The limits of the town of Hamilton were extended in 1849. A provision was added by the legislature that citizens of the town were not required to work on the road more than half a mile beyond the new limit. In 1852 a new road, the Hamilton and Union Turnpike was chartered. This may have been in conjunction with the incorporation of the Big Bone Hotel Company at the nearby Big Bone Springs the previous year. Other projects chartered in the area that year were the Napoleon and Big Bone Lick Turnpike, and the Union and Beaver Turnpike.

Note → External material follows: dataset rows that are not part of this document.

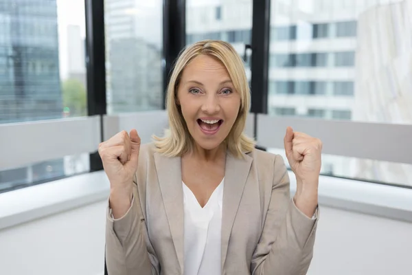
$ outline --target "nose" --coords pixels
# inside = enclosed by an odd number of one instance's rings
[[[205,101],[202,104],[202,111],[211,115],[220,111],[220,104],[217,96],[214,94],[209,94],[205,97]]]

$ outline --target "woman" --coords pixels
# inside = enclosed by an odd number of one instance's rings
[[[140,146],[136,130],[99,146],[110,180],[109,275],[304,274],[317,223],[321,143],[286,130],[297,180],[244,133],[250,95],[230,44],[179,56],[168,89],[170,131]]]

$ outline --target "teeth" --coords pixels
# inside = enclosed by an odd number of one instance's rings
[[[207,123],[208,124],[214,124],[218,123],[219,122],[219,120],[202,120],[205,123]]]

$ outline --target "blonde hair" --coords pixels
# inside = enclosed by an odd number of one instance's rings
[[[170,129],[166,130],[162,138],[152,137],[157,151],[169,157],[177,157],[192,151],[194,147],[194,140],[176,104],[176,98],[183,69],[190,61],[201,54],[214,57],[223,64],[235,89],[240,95],[238,118],[225,142],[229,153],[236,157],[242,158],[244,153],[251,152],[255,148],[254,140],[243,133],[251,102],[249,84],[243,61],[235,49],[228,43],[216,40],[197,42],[179,54],[170,76],[166,95]]]

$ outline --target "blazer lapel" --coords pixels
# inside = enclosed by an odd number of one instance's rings
[[[176,254],[183,270],[183,189],[181,157],[154,153],[154,163]]]
[[[244,160],[239,160],[228,153],[226,157],[222,209],[222,269],[225,266],[230,234],[253,160],[247,155],[244,156]]]

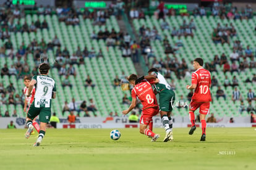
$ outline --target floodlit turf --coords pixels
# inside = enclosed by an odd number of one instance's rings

This seems to have been the high point of the town's history, though it was still a community up into the early part of the twentieth century. Lewis Loder (1819–1904), a magistrate and tavern keeper from Petersburg, Kentucky, in the same county, records going downriver to Hamilton on the steamer to purchase barrels of whiskey. The advance scouts of the Confederate army, from an encampment near Snow's Pond, visited the town in 1862, only to find that several troop transports of Union soldiers had camped there the night before, and were gone already. This was Hamilton's moment of attention by the opposing sides in that conflict. The fortunes of the town were closely linked with that of neighboring Big Bone, and was the point at which those visiting Big Bone Lick reached it by the river.

There are at the present time only a few houses on the site of the town. The Hamilton Graded School, with Silvian C. Hopkins as Principal, and two additional teachers, enrolled 143 pupils in 1954. In 1982 there were 120 students at the school, which was consolidated and closed soon after; the building was torn down.

== Notable people ==

- William F. Fitzhugh (1818–1883), Confederate Army Officer, and Texas Ranger.